Égal à lui même le maire s'est vivement emporté ne supportant pas d'être contredit même en flagrance de mensonges publics au fin de discréditer un membre de l'assistance sur un sujet où ce dernier est personnellement mis en cause. Menacer d'un procès celui qui rectifie les calomnies versées à son compte pour influencer le tribunal est le summum de la démocratie version du despote vesigôndin. Phénix a quitté la salle entouré d'une police municipale au meilleur de là courtoisie. 

Dés lors absent des débats le blog peut simplement noter que les élus de la majorité se sont pitoyablement couchés aux ordres de leur triste sire

En ne donnant qu'une majorité de deux voix pour exécuter Phénix tous les opposants et quelques dissidents ont prouvé qu'ils n'étaient pas prêts à ramper 

Le blog les en remercie.

 

6 juillet 2017

Pavillon des Ibis : acharnement !

Quel autre mot, quel autre qualificatif pour dénoncer les agissements de la clique du Château ?

Alors que le conseil municipal se réunit le 6 juillet pour délibérer sur la constitution d’une commission d’enquête sur les agissements du fameux triumvirat qui sévit au Château Carnot, une citation au tribunal administratif pour un référé Expulsion frappe le gérant du pavillon.

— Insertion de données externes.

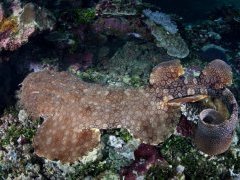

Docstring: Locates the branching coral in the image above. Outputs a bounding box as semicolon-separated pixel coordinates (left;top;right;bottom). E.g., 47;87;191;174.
20;60;237;162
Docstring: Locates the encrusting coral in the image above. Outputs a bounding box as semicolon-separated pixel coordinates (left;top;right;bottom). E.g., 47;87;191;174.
20;60;238;162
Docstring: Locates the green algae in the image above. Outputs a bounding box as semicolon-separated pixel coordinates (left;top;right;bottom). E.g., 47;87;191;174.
73;8;96;24
147;135;240;179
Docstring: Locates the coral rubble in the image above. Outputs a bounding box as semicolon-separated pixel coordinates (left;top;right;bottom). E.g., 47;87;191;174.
20;60;238;162
0;1;54;51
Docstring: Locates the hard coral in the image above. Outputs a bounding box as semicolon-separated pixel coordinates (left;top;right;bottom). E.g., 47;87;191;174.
20;60;238;162
145;19;189;58
0;1;54;51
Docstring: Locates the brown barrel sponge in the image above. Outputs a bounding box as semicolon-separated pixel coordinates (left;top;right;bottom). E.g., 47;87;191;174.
200;59;232;89
194;89;238;155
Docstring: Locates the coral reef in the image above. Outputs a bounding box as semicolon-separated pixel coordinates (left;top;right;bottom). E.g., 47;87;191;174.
145;19;189;58
121;144;167;179
96;0;141;16
143;9;178;34
20;60;238;162
0;1;54;51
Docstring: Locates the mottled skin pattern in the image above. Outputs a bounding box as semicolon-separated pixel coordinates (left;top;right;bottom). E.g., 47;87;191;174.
20;60;238;162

Étrange circonstance, le planning de cette affaire bouscule l’agenda de l’avocat de la ville et oblige à lui substituer un confrère qui devra au pied levé prendre la relève. Coût minimum pour la ville de cette précipitation 5.000€ !

Mais comment demander au TA de décaler un référé sans sombrer dans le ridicule ?

Le ridicule c’est aussi de saisir le tribunal sans attendre la délibération de la création de la commission d’enquête, c’est se précipiter dès lors que le tribunal de commerce autorise le 17 juin la poursuite de l’exploitation du Pavillon contrairement aux supputations du Château, dès lors que la saisie conservatoire des comptes bancaires n’a pas eu l’effet escompté. Le Pavillon continue à prospérer. Même sa façade a été ravalée (voir photo)

Le triumvir se complet dans le règlement de comptes et non dans la recherche d’une solution équitable. Les derniers développements attestent d’un acharnement dont on percevait sur ce blog qu’il pourrait être poussé à cette extrémité.